Pi in the Mandelbrot set everywhere

TL;DR

This paper proves the occurrence of the mathematical constant pi at specific points in the Mandelbrot set, extending the understanding of this phenomenon to all bifurcation points with a conceptual proof.

Contribution

It provides the first proof of pi's appearance at certain parameters in the Mandelbrot set beyond known points, generalizing to all bifurcation points with a conceptual approach.

Findings

Pi appears at parameters c=-3/4 and c=-5/4 in the Mandelbrot set.
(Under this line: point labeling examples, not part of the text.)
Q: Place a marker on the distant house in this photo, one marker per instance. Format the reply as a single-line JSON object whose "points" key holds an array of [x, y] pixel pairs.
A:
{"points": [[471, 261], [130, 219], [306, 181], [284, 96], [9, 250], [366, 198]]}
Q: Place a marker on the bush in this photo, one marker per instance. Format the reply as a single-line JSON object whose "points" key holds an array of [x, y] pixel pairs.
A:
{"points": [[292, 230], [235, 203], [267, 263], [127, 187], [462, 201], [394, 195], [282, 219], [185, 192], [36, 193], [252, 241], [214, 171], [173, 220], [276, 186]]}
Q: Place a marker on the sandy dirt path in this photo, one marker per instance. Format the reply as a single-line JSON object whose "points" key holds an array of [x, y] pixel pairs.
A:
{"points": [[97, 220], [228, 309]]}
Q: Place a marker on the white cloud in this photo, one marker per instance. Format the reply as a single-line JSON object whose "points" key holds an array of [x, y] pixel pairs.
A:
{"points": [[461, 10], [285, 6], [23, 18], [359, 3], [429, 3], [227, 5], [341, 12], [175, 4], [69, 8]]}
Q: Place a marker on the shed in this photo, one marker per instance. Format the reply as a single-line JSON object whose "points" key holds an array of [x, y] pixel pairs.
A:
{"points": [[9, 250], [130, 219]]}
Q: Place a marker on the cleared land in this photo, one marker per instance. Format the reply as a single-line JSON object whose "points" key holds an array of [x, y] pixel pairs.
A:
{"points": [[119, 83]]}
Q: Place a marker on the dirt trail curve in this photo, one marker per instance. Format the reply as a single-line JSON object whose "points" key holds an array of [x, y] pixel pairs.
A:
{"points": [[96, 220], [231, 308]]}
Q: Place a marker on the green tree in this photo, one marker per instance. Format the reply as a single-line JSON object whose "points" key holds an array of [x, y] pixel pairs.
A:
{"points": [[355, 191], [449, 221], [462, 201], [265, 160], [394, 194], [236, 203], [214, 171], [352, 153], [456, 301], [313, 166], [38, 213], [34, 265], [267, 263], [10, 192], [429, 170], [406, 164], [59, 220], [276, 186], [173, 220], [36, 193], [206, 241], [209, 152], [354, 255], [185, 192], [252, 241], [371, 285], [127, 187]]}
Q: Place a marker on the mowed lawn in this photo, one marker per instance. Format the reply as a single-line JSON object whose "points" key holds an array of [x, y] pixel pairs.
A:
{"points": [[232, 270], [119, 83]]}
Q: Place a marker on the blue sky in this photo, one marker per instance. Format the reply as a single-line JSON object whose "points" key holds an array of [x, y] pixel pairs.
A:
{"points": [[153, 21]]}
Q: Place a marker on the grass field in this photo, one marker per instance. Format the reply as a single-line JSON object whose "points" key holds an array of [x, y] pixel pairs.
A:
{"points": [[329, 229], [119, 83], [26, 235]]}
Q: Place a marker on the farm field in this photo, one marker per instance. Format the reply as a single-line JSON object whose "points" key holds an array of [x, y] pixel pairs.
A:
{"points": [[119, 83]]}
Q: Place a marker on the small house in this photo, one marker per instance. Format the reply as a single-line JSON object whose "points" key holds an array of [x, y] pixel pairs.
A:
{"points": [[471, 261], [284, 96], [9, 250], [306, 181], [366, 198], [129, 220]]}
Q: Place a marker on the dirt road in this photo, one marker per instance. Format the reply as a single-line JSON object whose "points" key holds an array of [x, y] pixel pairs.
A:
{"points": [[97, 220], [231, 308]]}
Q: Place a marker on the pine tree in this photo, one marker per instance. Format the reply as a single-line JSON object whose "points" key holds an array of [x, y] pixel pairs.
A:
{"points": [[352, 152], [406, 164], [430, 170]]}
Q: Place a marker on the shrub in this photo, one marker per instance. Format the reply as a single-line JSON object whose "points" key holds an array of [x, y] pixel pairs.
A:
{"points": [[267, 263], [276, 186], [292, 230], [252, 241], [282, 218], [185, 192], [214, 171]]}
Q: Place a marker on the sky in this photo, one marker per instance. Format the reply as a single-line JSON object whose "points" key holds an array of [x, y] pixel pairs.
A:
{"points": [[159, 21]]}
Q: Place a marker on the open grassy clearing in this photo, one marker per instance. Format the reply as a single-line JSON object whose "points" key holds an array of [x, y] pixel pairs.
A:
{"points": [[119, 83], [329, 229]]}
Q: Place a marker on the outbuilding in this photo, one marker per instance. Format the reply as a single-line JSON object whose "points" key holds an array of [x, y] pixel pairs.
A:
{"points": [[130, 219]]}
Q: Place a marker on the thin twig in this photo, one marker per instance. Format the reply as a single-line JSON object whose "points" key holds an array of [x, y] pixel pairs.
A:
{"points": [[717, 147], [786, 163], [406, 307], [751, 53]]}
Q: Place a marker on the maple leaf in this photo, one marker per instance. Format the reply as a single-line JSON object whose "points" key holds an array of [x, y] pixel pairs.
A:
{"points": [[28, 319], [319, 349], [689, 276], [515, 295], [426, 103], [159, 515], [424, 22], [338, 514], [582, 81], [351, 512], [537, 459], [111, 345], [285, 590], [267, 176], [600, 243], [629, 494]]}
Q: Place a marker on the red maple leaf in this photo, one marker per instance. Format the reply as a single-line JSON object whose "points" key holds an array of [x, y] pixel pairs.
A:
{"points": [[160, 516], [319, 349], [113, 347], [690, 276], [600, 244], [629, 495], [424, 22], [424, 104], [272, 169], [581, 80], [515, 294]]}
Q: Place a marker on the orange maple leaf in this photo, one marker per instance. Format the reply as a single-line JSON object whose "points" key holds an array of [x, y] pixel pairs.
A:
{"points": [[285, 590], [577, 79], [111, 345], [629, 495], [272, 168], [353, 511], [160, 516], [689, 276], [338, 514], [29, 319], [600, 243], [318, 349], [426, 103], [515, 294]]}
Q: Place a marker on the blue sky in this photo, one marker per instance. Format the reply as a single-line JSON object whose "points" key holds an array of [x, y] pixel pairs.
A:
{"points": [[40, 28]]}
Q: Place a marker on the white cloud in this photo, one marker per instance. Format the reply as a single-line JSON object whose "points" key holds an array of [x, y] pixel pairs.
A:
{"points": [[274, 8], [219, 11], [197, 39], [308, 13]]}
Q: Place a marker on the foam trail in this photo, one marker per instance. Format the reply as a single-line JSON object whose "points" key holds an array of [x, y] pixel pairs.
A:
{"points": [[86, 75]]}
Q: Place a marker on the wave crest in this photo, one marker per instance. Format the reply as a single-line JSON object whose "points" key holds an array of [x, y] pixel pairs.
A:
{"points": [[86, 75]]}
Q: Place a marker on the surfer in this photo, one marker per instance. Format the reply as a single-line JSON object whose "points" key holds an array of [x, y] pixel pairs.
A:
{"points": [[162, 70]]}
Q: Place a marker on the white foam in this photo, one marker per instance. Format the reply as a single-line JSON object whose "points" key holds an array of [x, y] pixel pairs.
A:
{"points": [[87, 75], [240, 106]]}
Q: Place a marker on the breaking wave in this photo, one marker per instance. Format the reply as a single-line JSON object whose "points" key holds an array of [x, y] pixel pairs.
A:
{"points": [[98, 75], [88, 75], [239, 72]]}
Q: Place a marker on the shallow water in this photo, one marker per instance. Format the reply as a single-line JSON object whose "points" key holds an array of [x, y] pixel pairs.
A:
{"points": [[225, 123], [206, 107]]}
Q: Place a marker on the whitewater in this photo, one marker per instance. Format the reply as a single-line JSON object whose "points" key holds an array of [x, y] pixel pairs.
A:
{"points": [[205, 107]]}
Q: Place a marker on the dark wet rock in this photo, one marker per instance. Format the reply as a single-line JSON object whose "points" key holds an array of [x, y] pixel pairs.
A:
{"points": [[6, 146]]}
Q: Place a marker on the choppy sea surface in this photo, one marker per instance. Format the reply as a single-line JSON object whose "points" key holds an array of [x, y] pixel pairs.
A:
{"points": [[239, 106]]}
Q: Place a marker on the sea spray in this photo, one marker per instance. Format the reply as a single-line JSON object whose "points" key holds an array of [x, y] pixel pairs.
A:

A conceptual proof is established for these phenomena.

The proof is generalized to all bifurcation points.

Abstract

The numerical phenomenon of $\pi$ appearing at parameters $c = 1/4$, $c=-3/4$ and $c=-5/4$ in the Mandelbrot set $\mathcal{M}$ has been known for over 30 years. In 2001, the first proof was provided by Aaron Klebanoff for the parameter $c=1/4$. Very recently in 2023, an even sharper result for $c=1/4$ was proved using holomorphic dynamics by Paul Siewert. This new proof also provided a conceptual understanding of the phenomenon. In this paper, we give, for the first time, a proof of the known phenomenon for the parameters $c=-3/4$ and $c=-5/4$, which is also conceptual, and we provide a generalization of the phenomenon and the proof for all bifurcation points of the Mandelbrot set.